A young couple in love nervously waiting outside a government office to be soon pronounced husband and wife while the woman’s family barges in with rowdies trying to disrupt the marriage, is a familiar scene in Tamil movies. However, this is also a mere reflection of society.
Although, as per law, two consenting adults can marry despite opposition from their families, the process is not so simple. Government officers want to minimise the backlash by angry family members and caste organisations; they thereby summon the couple’s parents during the marriage registration process.
This is primarily a hurdle for inter-caste and inter-religious marriages, which almost never happen with the prior consent of families. In fact, the practice of summoning parents has evolved as a means to prevent such unions of personal choice.
Instead of addressing the issue and following the law, a circular was released which further impeded inter-caste marriages during the previous All India Anna Dravida Munnetra Kazhagam (AIADMK) government.
THE CONTENTIOUS CIRCULAR
In September 2017 the Chief Registrar's office in Chennai passed a circular addressing all sub registrars, district registrars and associate registrars. While the circular did not explicitly ask for the physical presence of parents, three out of its four points implied communication with parents. Since then the presence of parents at the time of marriage registration has become an unwritten rule.
While the circular is not explicit in asking for the parents’ presence, insiders say that oral instructions were passed down to officers to mandatorily demand the presence of the woman’s parents at the time of registration.
Soon after the circular was passed, it resulted in a hue and cry in the state. However, three and half years later the practice of summoning parents is firmly in place, and it is valid for whichever Act one chooses to be married under. This is the scenario in a state that prides itself on anti-ritual and anti-caste marriages.
CIRCULAR OVERPOWERS THE LAW
Rashmi and Bharanidharan were married in a small ceremony earlier this year, but when they had gone to register the marriage they were denied on dubious grounds.
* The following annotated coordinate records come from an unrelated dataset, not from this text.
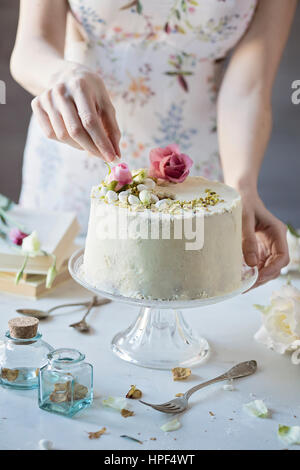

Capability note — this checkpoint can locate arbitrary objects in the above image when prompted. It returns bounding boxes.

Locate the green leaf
[286,224,300,238]
[165,70,194,76]
[243,400,269,418]
[0,194,14,211]
[104,162,111,175]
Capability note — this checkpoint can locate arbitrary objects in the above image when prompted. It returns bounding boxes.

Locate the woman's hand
[32,63,121,162]
[239,190,289,287]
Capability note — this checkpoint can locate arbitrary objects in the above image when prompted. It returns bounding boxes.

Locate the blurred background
[0,0,300,227]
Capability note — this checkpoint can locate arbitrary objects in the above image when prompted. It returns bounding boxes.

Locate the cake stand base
[111,307,209,369]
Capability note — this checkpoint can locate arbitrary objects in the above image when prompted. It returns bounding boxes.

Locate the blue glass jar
[0,317,53,390]
[39,348,93,416]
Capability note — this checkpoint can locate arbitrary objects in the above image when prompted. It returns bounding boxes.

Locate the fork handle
[184,374,228,400]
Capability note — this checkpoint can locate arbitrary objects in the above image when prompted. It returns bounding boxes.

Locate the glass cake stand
[69,249,257,369]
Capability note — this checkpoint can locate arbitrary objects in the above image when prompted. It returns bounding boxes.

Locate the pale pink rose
[107,163,132,191]
[8,228,28,246]
[149,144,193,183]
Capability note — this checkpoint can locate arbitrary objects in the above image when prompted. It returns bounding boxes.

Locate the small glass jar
[39,348,93,416]
[0,318,53,390]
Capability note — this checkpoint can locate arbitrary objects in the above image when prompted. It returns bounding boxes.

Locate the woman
[11,0,296,285]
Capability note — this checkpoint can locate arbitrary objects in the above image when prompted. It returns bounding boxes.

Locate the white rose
[22,230,41,256]
[255,285,300,357]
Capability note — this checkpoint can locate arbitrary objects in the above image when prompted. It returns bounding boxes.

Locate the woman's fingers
[74,89,117,162]
[242,210,258,266]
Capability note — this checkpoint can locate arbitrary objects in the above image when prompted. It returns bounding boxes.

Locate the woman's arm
[11,0,120,161]
[218,0,297,285]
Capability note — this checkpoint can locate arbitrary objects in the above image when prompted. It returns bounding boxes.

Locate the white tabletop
[0,278,300,450]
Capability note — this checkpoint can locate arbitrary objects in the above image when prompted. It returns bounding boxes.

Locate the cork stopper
[8,317,39,339]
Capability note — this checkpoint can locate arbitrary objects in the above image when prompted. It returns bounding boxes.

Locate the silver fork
[139,361,257,414]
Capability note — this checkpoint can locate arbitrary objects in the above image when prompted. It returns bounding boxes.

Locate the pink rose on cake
[106,163,132,191]
[149,144,193,183]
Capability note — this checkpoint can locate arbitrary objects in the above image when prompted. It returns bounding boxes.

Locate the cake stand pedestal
[69,249,257,369]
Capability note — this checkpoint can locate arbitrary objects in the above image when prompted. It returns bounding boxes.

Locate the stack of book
[0,205,79,298]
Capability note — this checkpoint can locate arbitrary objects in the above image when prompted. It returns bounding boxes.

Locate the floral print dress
[20,0,256,228]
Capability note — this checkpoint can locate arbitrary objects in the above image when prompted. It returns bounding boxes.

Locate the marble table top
[0,277,300,450]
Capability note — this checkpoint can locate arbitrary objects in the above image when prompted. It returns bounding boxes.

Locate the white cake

Speaking to Newsclick, Rashmi said that “a few days after we filed the online application form, we got an appointment to submit relevant documents in the Neelankarai Sub-Registrar’s office in Chennai. At the government office we were shocked to hear that the officer would not register our marriage without the presence of my parents. They did not insist on Bharani's parents being present, however."
“We were given an appointment at the onset of the COVID-19 second wave, and I did not want to take my parents to a government office fearing exposure to the virus. Moreover, it is not mandatory to bring parents and we had legitimate witnesses,” she said. “We waited for over two hours arguing with the officer, but he refused to budge. Of course he couldn’t cite the lack of my parents as the reason for rejection, he conveniently changed it to doubts about our wedding,” she added.
Rashmi and Bharani have since been struggling to get their marriage recognised by the state.
Bharanidharan raised the issue with the Chief Minister’s Special Cell, an online petition filing and monitoring system; three months later, he has still not received a pertinent response.
Srinivasan, who witnessed something similar, said that “last year, in the midst of the pandemic, I was helping my friend’s son with his marriage registration. The sub-registrar refused to register their wedding citing risk factors involved without the parents being present. We insisted that he should go by rules and not risk factors. Ultimately, the parents had to send a letter of consent and only then was the marriage registered”.
ACTIVISTS FIND A WAY
A staff member at a sub-registrar office in Dindigul, who wished to remain anonymous, said that “we insist that parents be present at the time of marriage registration, but it is only to prevent any untoward happenings”.
However, when women’s rights, youth and political activists are involved, the norms are diluted.
“We have been instrumental in the marriage registration of many couples. The officers always demand that parents be present, but we insist that it is not needed as per law, and only are the weddings registered. It involves talking to and convincing the officers,” said Chitra from the All India Democratic Women’s Association.
Suresh from the Democratic Youth Federation of India said that he has helped many couples get married without parents being present. "People come to us because their families have disapproved of their decisions; we go along with them and ensure that the process is complete," he explained.
While couples who approach such organisations escape the brunt of the circular, those who do not generally face the repercussions.
“Summoning the parents for marriage is against Article 14; it is unconstitutional and the state cannot demand it. I have been wanting to go to court and quash the government order that highlights the importance of parents for marriage registration. I will soon do it,” said Lalitha, an advocate.
"With the present government in power it will not be difficult. We can easily demand the revocation of the GO," she mentioned. The order was passed in 2017 at a time when the AIADMK was in power.